Time and Again
by Jack Finney
Simon & Schuster, 1970

Si Morley is selected, for reasons unclear, to take part in a top secret government project -- a blue-sky, nutty project, an attempt to time travel with no technology or weird physics. The project's founder believes that the only difference between experiencing the current point in time (1970, in the book), and any other time is purely in the mind; if you believe that you are in 1475, you will find that you are indeed in 1475. With a bit of practice and a bit of hypnosis, this is proven to be true.

Okay, this sounds a bit wacky -- both to us and to Si. But once Si is actually in his time of choice -- mid-winter in the New York of 1882 -- the story moves into an excellent bit of historical fiction, surpassing Connie Willis for carefully-researched historical settings. While this usually, and correctly, identified as a work of science fiction, it is also an excellent and detailed history of everyday life in New York circa 100 years ago, and it is worth reading for that alone.

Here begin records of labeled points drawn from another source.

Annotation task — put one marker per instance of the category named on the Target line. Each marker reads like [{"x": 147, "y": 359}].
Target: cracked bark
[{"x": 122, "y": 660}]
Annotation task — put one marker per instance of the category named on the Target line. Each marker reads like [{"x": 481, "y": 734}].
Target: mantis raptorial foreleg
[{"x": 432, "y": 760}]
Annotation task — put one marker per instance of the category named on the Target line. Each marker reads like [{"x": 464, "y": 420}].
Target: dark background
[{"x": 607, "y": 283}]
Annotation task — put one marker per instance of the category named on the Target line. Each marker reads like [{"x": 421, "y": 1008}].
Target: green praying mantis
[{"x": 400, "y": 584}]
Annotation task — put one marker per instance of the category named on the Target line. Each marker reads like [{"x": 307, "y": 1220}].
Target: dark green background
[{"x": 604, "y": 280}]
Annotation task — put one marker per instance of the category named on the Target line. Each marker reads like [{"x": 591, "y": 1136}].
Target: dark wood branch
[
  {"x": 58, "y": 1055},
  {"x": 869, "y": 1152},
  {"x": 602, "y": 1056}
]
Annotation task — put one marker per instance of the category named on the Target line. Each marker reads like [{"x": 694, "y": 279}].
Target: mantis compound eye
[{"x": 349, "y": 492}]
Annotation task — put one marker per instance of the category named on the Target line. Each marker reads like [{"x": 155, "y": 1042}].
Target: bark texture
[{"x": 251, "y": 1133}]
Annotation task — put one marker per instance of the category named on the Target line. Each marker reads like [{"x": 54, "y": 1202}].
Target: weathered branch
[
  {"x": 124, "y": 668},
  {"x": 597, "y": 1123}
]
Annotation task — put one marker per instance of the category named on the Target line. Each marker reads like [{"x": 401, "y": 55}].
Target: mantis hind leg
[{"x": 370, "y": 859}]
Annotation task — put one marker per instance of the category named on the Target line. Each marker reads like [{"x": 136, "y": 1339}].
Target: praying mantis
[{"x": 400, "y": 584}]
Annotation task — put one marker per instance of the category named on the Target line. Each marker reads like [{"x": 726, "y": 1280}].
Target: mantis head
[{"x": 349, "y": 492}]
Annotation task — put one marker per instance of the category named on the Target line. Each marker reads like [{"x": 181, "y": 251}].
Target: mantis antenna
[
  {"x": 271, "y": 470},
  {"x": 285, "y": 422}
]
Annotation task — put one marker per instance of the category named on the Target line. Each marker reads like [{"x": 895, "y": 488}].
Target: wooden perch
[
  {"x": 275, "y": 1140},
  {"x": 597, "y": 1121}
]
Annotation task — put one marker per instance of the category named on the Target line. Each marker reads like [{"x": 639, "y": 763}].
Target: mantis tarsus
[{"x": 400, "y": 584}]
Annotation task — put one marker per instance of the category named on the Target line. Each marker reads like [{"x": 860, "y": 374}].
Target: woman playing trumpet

The writing style is a bit 1970s -- a little bit more plodding and egocentric than modern works, and steeped with a mild but constant and unapologetic sexism. However, it is not one of the works of hack science fiction that exploded onto shelves during the seventies, and and is both well-written and engaging. That said, it is science fiction only in the sense that it involves time travel rather than fairies or dragons; the 'science' is basically "believe it and it will happen", and even at that it could use some more filling out of the theory behind what's happening.

Not that Finney stints on the wordcount. My edition is 400 pages of slow moving plot and paragraphs packed with careful historical description. It is sometimes a bit much. Even so, it is a most excellent book, and if you have any interest in time-travel/historical fiction you should absolutely check it out. Be warned, this is not the SF pap tricked out with some interesting history facts and bloody violence that you often see (perhaps exemplified by Robert Lynn Asprin's Time Scout series); this is serious history, à la Connie Willis' Blackout, with the science fiction riding along solely so that we can have a modern person to identify with, and who can properly note all the tiny (and large!) differences in day-to-day life that are overlooked on political- and science-based history tomes.

Time and Again was written as, and works well as, a stand alone work. However, in 1995, 25 years after the original, Jack Finney published a sequel, From Time to Time.